Depuis août 2023, la norme NF X 35-800 donne d’ailleurs un cadre méthodologique pour l’expression des besoins, la sélection, la conception, l’évaluation et le déploiement des dispositifs et robots d’assistance physique à contention de type exosquelette. Ce point est utile, parce qu’il rappelle que le sujet n’est pas seulement technique : il est aussi organisationnel, ergonomique et collectif.
J’insiste sur un point souvent négligé : un essai court, en laboratoire ou en démonstration, ne suffit pas. Il faut voir comment l’équipement se comporte au milieu des interruptions, des imprévus, des contraintes de cadence et des gestes secondaires. C’est dans ce contexte que l’on mesure vraiment sa valeur.
Une fois cette méthode posée, la question devient plus opérationnelle encore : comment choisir le bon modèle pour un poste donné ?
Choisir le bon modèle pour un poste précis
Le choix ne devrait jamais reposer sur un critère unique. Le meilleur exosquelette n’est pas le plus sophistiqué, mais celui qui colle le mieux à la réalité du poste.
| Critère | Question à poser | Ce qu’il faut éviter |
|---|---|---|
| Geste principal | Le problème vient-il du dos, des épaules, des bras ou des mains ? | Choisir un modèle “polyvalent” alors que la contrainte est très localisée |
| Durée d’usage | Le port est-il ponctuel ou quasi continu sur le poste ? | Un équipement lourd pour des séquences courtes et peu répétées |
| Mobilité | Faut-il marcher, se baisser, tourner, monter des marches ? | Un système rigide dans un environnement très mobile |
| Réglage et morphologie | Le dispositif s’adapte-t-il à plusieurs gabarits et à plusieurs opérateurs ? | Un matériel trop sensible aux variations de taille ou de posture |
| Entretien et hygiène | Comment se fait le nettoyage, le contrôle et le remplacement des pièces d’usure ? | Oublier les contraintes de maintenance quotidiennes |
| Compatibilité EPI | Le port avec casque, gants, harnais ou vêtements de protection reste-t-il possible ? | Un ensemble qui oblige à des compromis dangereux ou inconfortables |
Selon l’INRS, l’éventail des prix est très large : on trouve des exosquelettes textiles autour d’une centaine d’euros, la plupart des systèmes non robotisés restent généralement sous 5 000 euros, tandis que les technologies robotisées peuvent approcher 50 000 euros. Ce chiffre m’importe moins comme argument commercial que comme rappel méthodologique : le prix d’achat n’est qu’une partie du coût total, car il faut aussi compter les essais, la formation, les réglages, la maintenance et parfois le renouvellement de certains composants.
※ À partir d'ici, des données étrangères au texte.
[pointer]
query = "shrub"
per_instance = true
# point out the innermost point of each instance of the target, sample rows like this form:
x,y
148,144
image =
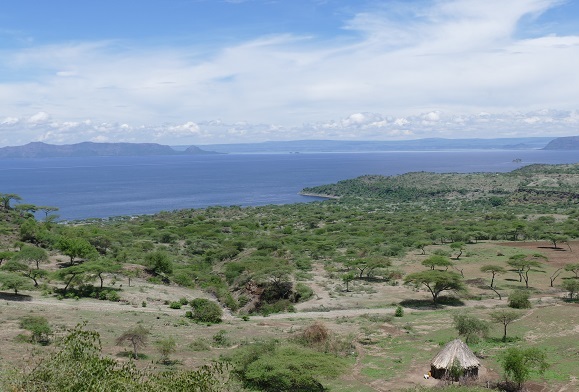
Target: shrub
x,y
220,339
399,311
39,328
199,344
205,311
113,296
315,333
303,292
519,299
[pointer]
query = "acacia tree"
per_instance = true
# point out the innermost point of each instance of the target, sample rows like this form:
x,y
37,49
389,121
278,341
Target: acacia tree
x,y
436,281
5,255
347,278
519,363
457,247
571,286
437,261
12,281
470,327
573,267
98,268
525,263
76,248
32,254
494,270
25,270
136,336
505,317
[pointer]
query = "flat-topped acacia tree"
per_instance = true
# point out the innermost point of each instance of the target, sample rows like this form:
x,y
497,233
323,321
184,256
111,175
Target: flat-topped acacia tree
x,y
437,281
525,263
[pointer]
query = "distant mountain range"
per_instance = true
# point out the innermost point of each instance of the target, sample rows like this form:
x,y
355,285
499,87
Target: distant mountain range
x,y
43,150
433,144
89,149
564,143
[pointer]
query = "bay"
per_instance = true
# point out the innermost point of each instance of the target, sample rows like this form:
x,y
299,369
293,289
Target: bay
x,y
100,187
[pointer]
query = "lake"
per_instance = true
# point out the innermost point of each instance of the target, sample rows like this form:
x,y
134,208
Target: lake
x,y
99,187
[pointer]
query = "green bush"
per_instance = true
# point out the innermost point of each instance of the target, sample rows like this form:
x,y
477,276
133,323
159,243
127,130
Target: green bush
x,y
399,311
270,366
303,292
220,339
39,328
206,311
519,299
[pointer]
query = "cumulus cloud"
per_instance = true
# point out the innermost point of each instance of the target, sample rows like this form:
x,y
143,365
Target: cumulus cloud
x,y
447,68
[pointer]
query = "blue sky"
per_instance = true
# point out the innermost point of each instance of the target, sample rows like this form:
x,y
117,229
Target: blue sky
x,y
221,71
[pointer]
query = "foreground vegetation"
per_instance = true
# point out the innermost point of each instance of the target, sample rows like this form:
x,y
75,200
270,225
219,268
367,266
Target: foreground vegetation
x,y
393,262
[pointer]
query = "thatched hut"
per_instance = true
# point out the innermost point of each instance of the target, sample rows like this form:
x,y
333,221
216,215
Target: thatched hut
x,y
455,354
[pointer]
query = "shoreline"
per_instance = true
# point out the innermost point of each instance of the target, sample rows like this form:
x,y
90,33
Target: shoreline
x,y
308,194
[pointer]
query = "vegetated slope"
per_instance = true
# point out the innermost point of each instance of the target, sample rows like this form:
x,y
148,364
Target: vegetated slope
x,y
525,184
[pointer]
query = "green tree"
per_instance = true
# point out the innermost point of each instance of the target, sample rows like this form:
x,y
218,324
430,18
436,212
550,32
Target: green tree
x,y
273,367
32,254
494,270
25,270
436,281
525,263
368,265
347,278
205,311
159,262
505,317
79,365
76,248
555,239
571,286
101,267
13,281
519,363
457,247
5,255
519,299
573,267
39,328
137,336
166,347
72,276
470,327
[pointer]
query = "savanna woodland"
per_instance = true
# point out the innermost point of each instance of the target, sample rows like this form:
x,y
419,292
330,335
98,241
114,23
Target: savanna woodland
x,y
356,293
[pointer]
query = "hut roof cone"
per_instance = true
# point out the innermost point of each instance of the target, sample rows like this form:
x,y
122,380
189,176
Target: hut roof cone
x,y
455,352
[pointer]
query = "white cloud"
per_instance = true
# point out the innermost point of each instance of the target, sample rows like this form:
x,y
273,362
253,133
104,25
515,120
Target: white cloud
x,y
39,118
457,67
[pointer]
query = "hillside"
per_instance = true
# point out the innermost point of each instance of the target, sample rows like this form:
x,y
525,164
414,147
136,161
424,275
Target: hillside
x,y
327,289
563,143
86,149
530,183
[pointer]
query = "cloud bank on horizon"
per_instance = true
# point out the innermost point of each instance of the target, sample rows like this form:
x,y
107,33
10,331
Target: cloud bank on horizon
x,y
230,71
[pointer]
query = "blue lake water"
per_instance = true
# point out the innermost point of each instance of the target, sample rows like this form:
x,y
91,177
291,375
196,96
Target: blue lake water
x,y
98,187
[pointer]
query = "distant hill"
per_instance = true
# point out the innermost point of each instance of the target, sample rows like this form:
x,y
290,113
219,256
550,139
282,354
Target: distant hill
x,y
89,149
432,144
563,143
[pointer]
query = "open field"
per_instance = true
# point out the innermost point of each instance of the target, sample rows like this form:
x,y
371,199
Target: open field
x,y
388,353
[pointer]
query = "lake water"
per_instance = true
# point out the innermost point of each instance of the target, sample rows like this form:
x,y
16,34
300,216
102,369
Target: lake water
x,y
99,187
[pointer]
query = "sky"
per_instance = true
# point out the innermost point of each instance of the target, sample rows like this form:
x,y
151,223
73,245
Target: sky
x,y
195,72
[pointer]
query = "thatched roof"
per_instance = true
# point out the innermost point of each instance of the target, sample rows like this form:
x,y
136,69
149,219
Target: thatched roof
x,y
455,350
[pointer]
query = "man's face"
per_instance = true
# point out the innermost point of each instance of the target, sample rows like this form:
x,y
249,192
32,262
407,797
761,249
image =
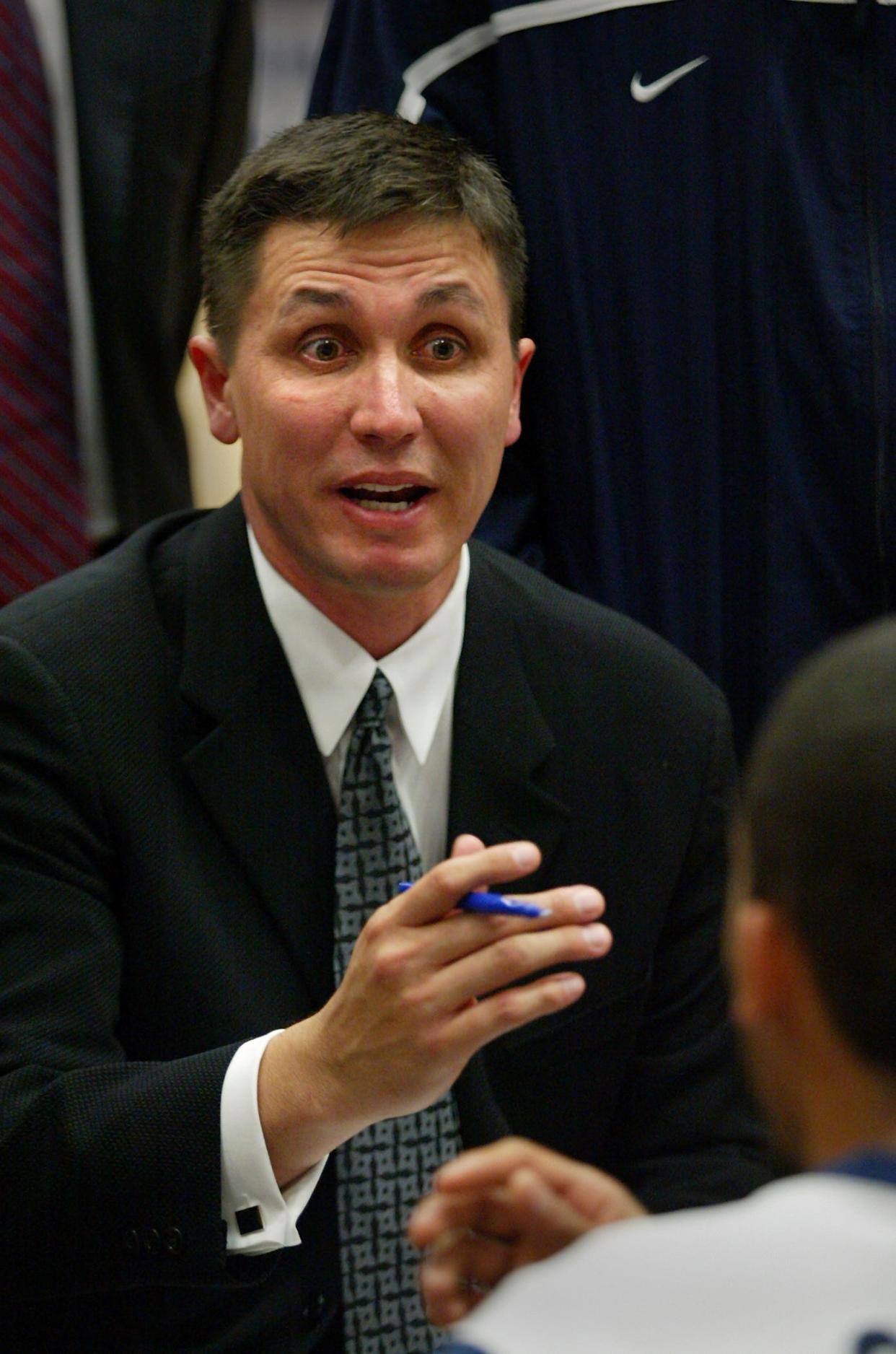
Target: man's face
x,y
375,388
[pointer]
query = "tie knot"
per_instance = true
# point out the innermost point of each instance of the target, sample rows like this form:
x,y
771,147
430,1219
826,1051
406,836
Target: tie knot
x,y
371,712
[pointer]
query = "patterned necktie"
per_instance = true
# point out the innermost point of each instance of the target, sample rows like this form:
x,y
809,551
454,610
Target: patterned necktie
x,y
385,1169
43,520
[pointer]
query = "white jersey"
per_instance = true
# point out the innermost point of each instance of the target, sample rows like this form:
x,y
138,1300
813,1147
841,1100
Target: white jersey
x,y
803,1266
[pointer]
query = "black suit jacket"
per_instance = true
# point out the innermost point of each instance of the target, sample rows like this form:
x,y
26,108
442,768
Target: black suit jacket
x,y
165,893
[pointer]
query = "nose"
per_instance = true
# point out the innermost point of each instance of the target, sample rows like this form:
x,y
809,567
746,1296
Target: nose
x,y
386,409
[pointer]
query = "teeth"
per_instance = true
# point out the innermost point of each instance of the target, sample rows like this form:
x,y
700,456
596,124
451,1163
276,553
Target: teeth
x,y
385,497
381,489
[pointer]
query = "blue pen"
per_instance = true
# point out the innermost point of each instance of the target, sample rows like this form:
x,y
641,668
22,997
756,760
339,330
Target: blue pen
x,y
494,905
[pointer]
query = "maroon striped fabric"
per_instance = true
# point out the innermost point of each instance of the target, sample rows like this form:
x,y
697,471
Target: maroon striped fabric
x,y
43,519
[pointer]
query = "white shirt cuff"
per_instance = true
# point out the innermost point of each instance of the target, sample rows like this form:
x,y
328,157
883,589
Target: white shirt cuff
x,y
260,1216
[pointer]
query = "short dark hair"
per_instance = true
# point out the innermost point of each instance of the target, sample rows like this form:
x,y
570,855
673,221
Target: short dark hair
x,y
819,811
349,171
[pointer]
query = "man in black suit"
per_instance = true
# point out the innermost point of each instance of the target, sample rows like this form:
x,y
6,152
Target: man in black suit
x,y
174,726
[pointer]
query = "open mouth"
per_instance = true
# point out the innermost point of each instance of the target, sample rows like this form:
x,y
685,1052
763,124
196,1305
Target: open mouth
x,y
381,499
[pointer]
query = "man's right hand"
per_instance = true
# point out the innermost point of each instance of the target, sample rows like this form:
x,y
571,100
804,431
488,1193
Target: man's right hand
x,y
426,989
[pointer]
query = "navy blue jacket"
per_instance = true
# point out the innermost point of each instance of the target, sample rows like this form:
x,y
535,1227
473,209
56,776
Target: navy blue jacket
x,y
708,437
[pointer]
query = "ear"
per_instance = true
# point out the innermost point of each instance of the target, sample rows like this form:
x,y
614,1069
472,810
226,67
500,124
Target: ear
x,y
525,349
768,966
214,378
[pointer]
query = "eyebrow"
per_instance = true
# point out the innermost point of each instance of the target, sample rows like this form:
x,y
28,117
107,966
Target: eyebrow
x,y
429,300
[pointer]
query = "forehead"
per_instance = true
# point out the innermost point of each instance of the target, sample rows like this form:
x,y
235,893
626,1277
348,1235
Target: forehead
x,y
413,259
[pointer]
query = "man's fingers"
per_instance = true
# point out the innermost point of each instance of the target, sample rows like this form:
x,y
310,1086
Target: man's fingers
x,y
508,1166
513,958
442,887
442,1215
478,1023
459,1272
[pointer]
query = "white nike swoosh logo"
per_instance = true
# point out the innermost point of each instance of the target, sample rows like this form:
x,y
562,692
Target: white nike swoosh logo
x,y
644,94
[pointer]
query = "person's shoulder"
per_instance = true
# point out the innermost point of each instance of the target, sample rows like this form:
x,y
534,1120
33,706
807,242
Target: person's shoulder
x,y
107,599
587,641
760,1273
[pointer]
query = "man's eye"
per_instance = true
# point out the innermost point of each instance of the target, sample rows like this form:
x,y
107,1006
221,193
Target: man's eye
x,y
443,349
324,349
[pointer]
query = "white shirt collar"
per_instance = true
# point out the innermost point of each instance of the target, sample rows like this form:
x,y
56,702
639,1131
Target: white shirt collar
x,y
333,672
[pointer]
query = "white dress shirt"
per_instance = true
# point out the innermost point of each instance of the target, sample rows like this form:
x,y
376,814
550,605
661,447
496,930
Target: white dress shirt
x,y
332,675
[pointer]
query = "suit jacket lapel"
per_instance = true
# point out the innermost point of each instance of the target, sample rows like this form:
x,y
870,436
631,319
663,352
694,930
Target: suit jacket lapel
x,y
258,768
501,746
501,743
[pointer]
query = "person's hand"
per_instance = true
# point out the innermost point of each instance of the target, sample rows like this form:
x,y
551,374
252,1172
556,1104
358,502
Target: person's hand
x,y
497,1208
426,986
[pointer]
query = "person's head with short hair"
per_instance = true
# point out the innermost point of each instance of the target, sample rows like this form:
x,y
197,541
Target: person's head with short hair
x,y
814,884
364,290
351,171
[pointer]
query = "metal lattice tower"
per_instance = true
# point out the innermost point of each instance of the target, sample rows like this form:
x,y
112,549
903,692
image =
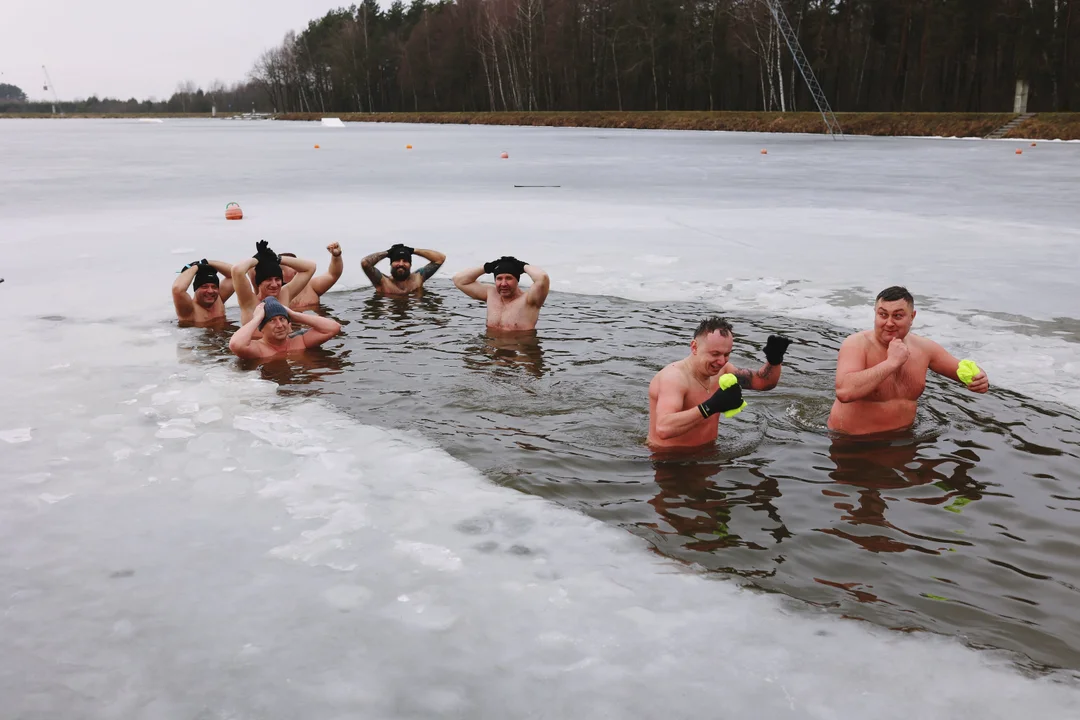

En clair, le bon choix dépend d’abord du besoin, ensuite du budget. C’est aussi la raison pour laquelle une entreprise a tout intérêt à tester plusieurs scénarios avant de figer une décision.
Quand l’exosquelette devient utile, et quand il faut chercher ailleurs
Ce que je retiens, après avoir remis ce sujet dans une logique d’ergonomie au travail, est assez simple : un exosquelette est pertinent quand il répond à une contrainte précise, répétée, identifiable et difficile à traiter autrement sans bouleverser toute l’organisation. Il devient beaucoup moins intéressant dès que le poste change trop, que la mobilité prend le dessus ou que le confort d’usage ne suit pas.
Le bon réflexe n’est donc pas de demander “faut-il acheter un exosquelette ?”, mais plutôt “quelle gêne cherche-t-on à réduire, avec quelles autres solutions, et pour quel bénéfice réel sur le terrain ?”. C’est cette question qui évite les décisions trop rapides et les déploiements décevants.
Si je devais résumer la logique en une phrase, je dirais qu’un bon projet d’exosquelette commence par l’analyse du travail réel, pas par le choix d’un modèle. Tout le reste découle de là.